Sheriff Ron Pierini started his day Tuesday fielding pre-dawn telephone calls about the congressman’s fatal accident at Heavenly Ski Resort. He ended the day with a satellite appearance on the “Larry King Live” show.
“It’s a high profile case,” Pierini said. “I think one of the things I appreciate most is my staff. They did an excellent job putting the case together.”
In addition to investigating Bono’s fatal skiing accident for any signs of foul play, the DCSO also acts as the county coroner’s office.
“We had a double role to perform, and my staff did an outstanding job of keeping me abreast of what was going on,” he said.
Pierini said he had 10 officers working on the investigation, including himself.
“Dealing with the media is a major event in itself,” Pierini said. “There’s no way I could have done the job I did without them.”

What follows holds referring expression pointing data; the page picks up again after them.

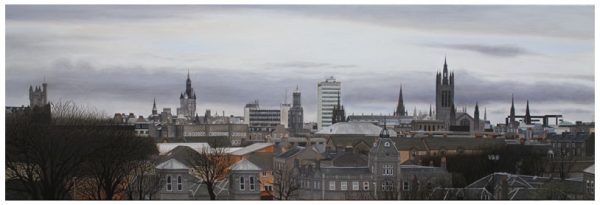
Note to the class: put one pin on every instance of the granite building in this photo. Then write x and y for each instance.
(296, 114)
(444, 95)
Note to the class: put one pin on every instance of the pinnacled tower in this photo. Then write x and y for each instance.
(187, 101)
(444, 98)
(400, 109)
(38, 97)
(154, 116)
(476, 118)
(383, 164)
(512, 113)
(527, 115)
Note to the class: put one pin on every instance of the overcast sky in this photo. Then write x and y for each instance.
(118, 58)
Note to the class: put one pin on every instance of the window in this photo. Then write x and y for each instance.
(354, 186)
(179, 183)
(344, 186)
(387, 186)
(388, 170)
(405, 186)
(242, 183)
(251, 183)
(169, 187)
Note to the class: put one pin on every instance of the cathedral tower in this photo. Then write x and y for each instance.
(444, 98)
(187, 101)
(400, 109)
(38, 97)
(383, 164)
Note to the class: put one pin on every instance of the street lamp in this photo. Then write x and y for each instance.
(493, 158)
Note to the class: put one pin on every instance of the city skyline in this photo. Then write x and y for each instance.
(257, 52)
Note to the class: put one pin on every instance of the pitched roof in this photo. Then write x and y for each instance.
(171, 164)
(163, 148)
(244, 165)
(290, 152)
(362, 128)
(349, 159)
(251, 148)
(589, 170)
(264, 160)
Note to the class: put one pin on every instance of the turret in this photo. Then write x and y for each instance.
(527, 115)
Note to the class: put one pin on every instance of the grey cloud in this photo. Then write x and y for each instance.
(505, 50)
(553, 21)
(132, 88)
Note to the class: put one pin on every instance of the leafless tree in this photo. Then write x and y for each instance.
(117, 154)
(285, 183)
(211, 165)
(145, 182)
(43, 153)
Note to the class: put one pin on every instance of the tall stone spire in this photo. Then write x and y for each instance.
(484, 114)
(400, 110)
(154, 111)
(476, 118)
(430, 113)
(512, 111)
(527, 115)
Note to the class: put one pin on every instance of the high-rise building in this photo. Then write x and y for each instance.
(187, 101)
(296, 114)
(284, 114)
(327, 92)
(444, 98)
(339, 114)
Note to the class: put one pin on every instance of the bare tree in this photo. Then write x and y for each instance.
(285, 183)
(43, 153)
(145, 182)
(117, 154)
(211, 165)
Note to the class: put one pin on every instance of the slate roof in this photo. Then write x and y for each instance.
(589, 170)
(264, 160)
(290, 152)
(244, 165)
(343, 171)
(361, 128)
(350, 140)
(251, 148)
(172, 164)
(349, 159)
(163, 148)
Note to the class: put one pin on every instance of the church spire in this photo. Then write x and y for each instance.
(527, 115)
(484, 114)
(154, 111)
(400, 110)
(430, 113)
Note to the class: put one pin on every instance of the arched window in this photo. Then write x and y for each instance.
(251, 183)
(179, 183)
(242, 183)
(169, 185)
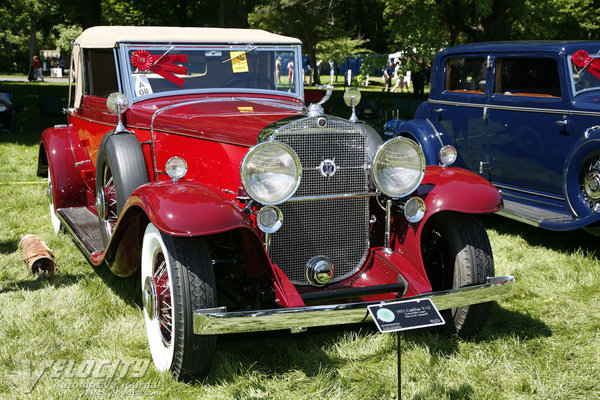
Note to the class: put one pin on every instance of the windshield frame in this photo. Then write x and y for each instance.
(127, 80)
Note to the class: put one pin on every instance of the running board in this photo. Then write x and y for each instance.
(83, 225)
(532, 215)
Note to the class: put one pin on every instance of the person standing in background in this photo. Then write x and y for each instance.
(37, 69)
(278, 70)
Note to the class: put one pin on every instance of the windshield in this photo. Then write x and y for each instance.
(585, 71)
(157, 69)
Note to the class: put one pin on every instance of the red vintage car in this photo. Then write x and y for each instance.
(190, 157)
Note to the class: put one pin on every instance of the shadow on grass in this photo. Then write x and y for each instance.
(34, 283)
(28, 123)
(128, 289)
(571, 241)
(276, 353)
(9, 246)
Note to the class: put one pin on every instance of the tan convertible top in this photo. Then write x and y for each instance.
(108, 36)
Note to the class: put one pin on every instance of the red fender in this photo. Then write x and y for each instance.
(55, 146)
(187, 209)
(456, 189)
(444, 189)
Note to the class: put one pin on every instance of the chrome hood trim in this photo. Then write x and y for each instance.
(218, 321)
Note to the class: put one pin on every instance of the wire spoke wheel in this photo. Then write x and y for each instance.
(177, 279)
(589, 183)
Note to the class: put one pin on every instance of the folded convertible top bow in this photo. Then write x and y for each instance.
(161, 65)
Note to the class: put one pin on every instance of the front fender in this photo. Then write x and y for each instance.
(446, 189)
(187, 209)
(422, 132)
(459, 190)
(176, 209)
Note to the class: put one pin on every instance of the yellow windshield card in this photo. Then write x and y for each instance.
(238, 61)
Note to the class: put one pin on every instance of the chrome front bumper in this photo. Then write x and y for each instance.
(217, 321)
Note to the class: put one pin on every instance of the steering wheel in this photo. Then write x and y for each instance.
(260, 81)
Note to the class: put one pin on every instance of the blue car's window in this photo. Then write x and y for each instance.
(585, 71)
(466, 74)
(527, 76)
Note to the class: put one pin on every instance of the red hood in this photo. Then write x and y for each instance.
(231, 119)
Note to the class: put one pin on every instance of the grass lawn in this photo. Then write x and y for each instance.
(83, 335)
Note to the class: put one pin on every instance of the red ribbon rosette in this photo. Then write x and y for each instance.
(582, 59)
(142, 60)
(161, 65)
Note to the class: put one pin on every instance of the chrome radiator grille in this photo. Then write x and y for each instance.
(340, 141)
(336, 228)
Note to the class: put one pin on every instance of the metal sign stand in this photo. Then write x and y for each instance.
(399, 367)
(403, 315)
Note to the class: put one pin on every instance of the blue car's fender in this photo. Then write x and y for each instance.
(582, 152)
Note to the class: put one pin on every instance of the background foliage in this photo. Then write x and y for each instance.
(379, 26)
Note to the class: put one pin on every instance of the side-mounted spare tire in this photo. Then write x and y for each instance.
(120, 169)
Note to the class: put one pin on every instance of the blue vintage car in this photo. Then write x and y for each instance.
(526, 116)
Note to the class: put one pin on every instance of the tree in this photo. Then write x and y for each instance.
(340, 49)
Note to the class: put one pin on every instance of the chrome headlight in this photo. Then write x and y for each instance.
(176, 168)
(398, 167)
(271, 173)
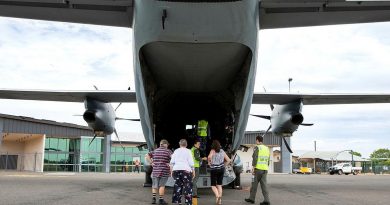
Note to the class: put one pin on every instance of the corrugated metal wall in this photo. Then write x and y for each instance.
(20, 126)
(269, 139)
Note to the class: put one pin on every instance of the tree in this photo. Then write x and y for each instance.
(355, 153)
(381, 153)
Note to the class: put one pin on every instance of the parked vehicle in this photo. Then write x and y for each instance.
(303, 170)
(344, 168)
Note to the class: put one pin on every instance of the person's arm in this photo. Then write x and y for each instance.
(149, 158)
(191, 163)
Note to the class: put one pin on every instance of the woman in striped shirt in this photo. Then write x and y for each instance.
(217, 159)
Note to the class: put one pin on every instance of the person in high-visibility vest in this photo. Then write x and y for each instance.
(202, 128)
(203, 133)
(260, 164)
(197, 163)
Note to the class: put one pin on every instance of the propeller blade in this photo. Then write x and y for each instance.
(271, 105)
(263, 116)
(118, 106)
(287, 145)
(92, 140)
(117, 136)
(119, 118)
(267, 130)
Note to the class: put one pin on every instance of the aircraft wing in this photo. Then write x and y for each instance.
(319, 99)
(297, 13)
(99, 12)
(69, 96)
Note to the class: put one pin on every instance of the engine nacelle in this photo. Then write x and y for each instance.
(286, 118)
(100, 116)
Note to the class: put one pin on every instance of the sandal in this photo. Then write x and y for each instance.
(219, 201)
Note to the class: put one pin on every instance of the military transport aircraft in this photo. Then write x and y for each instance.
(200, 54)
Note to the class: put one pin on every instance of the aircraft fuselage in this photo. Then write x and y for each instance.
(192, 61)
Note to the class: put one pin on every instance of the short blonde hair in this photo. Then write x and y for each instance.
(183, 143)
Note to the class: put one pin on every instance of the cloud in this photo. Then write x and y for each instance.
(347, 58)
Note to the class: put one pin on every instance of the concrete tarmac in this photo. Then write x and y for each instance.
(116, 189)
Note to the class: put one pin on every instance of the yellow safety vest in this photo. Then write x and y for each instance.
(196, 162)
(202, 128)
(262, 157)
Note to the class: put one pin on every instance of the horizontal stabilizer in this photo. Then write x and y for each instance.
(69, 96)
(319, 99)
(262, 116)
(119, 118)
(297, 13)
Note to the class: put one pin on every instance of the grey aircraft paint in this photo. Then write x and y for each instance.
(191, 26)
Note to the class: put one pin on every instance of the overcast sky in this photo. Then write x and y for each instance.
(328, 59)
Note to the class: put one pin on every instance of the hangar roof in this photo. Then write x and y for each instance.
(10, 124)
(331, 155)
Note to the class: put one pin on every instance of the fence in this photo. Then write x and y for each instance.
(21, 162)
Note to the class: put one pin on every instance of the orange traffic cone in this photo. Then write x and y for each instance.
(194, 201)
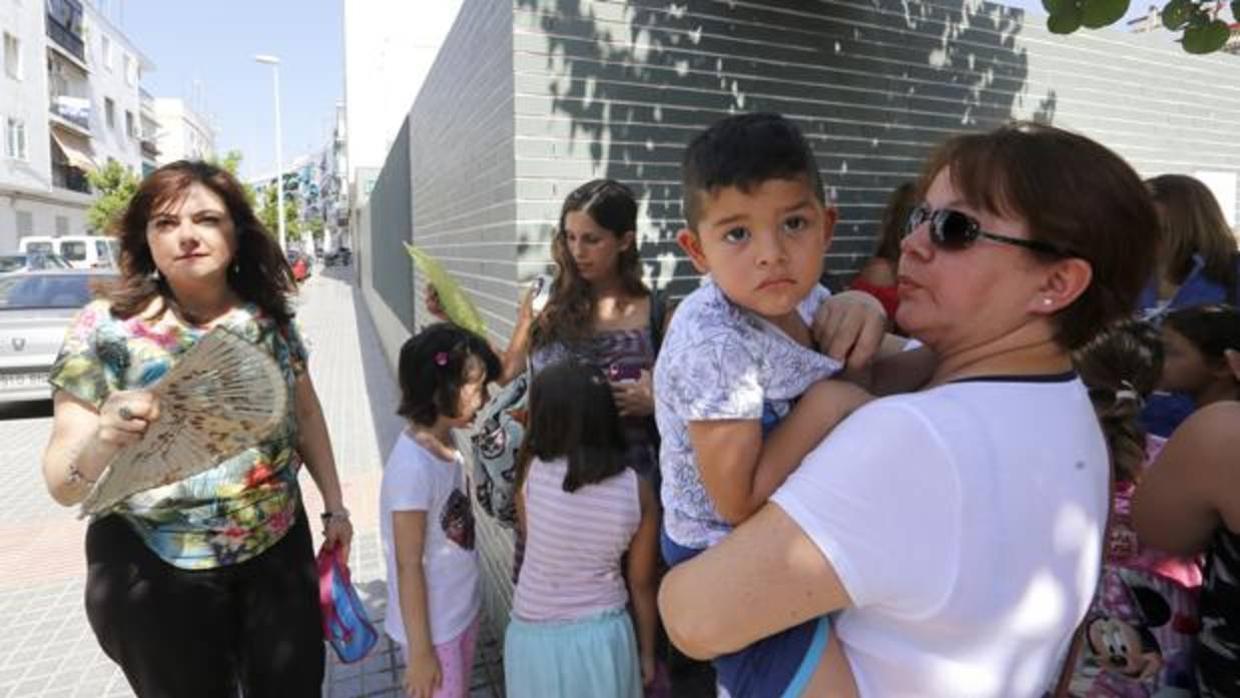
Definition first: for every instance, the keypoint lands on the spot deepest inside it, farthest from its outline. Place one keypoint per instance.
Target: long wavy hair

Pierini said he believed interest in the tragedy was magnified by the Dec. 31 death of Michael Kennedy in a similar accident.
“There was a real parallel,” Pierini said. “The incidents happened twice in one week with high-profile people. The media was interested in ascertaining all the details.”
The sheriff’s department and Heavenly Ski Resort held several news conferences on Tuesday, attracting reporters and television crews from all over.
“We probably had 50 people in the media room and at least eight or nine satellite trucks,” he said. “I think the media is somewhat satisfied. We were fast and accurate with the details and covered every base we know. If we didn’t know an answer, we researched it between news conferences.”
Pierini said he was asked several questions about Bono’s blood alcohol content, information which won’t be available for three weeks. The autopsy was performed by the Washoe County coroner’s office in Reno.
“We worked well with the people at Heavenly Valley. They have a lot of faith in this organization as we do in theirs,” the sheriff said.
“It’s a hard job,” Pierini said, “especially dealing with the family. I heard nothing but praise from people around Mr. Bono’s staff, saying how much empathy our officers had for the family, especially with his wife Mary.”